Mix the ingredients and heat till boiling gently. Boil off water until a
candy thermometer shows 260°F. This removes most of the water of
crystallization in the borax.
This solution is stable at 40°F and has a borate content of 26%. This is
equivalent to Bora-Care® at about $90/gal. for the concentrate. The
concentrate must be diluted with an equal volume of water before being
applied.
Application: Add 1 gallon of water to every gallon of concentrate and stir
thoroughly until solution is completely uniform. Always use diluted within
24 hours after mixing. If kept for longer periods of time, the active
ingredient can drop out of the solution.
Note: is toxic to plants and shrubbery; if necessary, cover plants, root
systems and surrounding soil with plastic to avoid contamination. Apply only
to bare wood. Remove any finish or water repellent coating before applying .
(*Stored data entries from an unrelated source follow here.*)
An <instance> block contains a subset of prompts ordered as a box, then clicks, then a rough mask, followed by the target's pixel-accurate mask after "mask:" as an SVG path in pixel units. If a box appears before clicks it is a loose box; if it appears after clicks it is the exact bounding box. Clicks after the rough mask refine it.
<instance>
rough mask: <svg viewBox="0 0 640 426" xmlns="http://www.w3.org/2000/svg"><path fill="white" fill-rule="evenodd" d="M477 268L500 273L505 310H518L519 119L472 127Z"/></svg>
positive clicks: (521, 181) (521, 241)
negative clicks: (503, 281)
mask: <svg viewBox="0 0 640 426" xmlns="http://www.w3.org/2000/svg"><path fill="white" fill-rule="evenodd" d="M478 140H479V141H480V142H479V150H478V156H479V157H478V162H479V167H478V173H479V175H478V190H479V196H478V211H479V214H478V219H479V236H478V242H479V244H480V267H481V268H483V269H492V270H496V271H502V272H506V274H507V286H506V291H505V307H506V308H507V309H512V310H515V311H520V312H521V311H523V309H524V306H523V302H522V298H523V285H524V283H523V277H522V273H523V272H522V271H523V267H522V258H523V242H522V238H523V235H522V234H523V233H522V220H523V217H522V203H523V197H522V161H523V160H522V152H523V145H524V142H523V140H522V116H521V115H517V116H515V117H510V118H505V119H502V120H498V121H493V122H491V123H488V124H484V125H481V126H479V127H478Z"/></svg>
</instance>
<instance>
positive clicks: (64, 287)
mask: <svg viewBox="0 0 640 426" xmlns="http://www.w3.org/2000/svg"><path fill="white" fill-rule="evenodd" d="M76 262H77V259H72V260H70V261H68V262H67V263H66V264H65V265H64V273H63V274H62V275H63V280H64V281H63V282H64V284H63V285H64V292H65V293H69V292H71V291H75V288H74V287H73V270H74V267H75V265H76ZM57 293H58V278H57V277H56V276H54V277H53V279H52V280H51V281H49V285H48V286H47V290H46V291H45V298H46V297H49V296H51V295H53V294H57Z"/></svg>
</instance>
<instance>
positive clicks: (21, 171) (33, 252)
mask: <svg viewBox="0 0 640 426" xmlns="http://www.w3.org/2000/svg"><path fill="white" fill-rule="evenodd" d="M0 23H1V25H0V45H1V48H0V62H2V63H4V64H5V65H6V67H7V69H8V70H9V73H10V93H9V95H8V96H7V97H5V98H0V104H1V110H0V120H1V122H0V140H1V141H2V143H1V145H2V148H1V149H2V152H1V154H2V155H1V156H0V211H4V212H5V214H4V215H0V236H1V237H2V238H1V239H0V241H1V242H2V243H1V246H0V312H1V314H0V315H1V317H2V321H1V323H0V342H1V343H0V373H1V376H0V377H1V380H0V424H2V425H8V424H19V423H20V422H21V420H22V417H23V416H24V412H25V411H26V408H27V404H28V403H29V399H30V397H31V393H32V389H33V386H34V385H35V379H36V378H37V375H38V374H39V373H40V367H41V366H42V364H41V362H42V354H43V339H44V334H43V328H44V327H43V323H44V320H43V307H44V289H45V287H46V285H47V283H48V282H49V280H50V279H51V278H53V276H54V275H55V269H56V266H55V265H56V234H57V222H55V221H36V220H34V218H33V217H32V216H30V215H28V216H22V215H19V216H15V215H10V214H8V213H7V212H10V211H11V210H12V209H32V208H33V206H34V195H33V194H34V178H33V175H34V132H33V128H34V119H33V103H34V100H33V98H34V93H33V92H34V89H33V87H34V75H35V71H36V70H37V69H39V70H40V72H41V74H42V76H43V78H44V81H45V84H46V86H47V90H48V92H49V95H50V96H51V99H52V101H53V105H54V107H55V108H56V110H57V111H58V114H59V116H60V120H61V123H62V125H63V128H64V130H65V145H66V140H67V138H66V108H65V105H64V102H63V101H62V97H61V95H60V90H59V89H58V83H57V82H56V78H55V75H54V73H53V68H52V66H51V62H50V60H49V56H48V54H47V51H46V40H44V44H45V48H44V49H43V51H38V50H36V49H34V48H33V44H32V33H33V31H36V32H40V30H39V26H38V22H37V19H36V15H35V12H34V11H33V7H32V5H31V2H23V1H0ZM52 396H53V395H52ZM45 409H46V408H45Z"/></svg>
Wood surfaces should be free of dirt and other contaminates. Apply diluted
by spray or brush to all exposed wood surfaces. It may occasionally be
necessary to apply more than one coat of to attain the recommended
application rate. This is especially true for larger, smooth surfaced wood
members. Wood surfaces should be allowed to dry for at least 2 hours between
applications. Do not apply in the rain or snow. If inclement weather is
expected, protect exposed treated surface with a plastic tarp for at least
24 hours after treatment. One gallon of concentrate will treat up to 800
board feet of wood. Only diluted should be applied to any wood surface.
Prior to application, check wood surfaces for an existing water repellent
finish by spraying a small amount of water onto the surface of the wood or
logs. If the water beads up or is not absorbed into the wood, a finish is
present which must be removed before applying the diluted solution.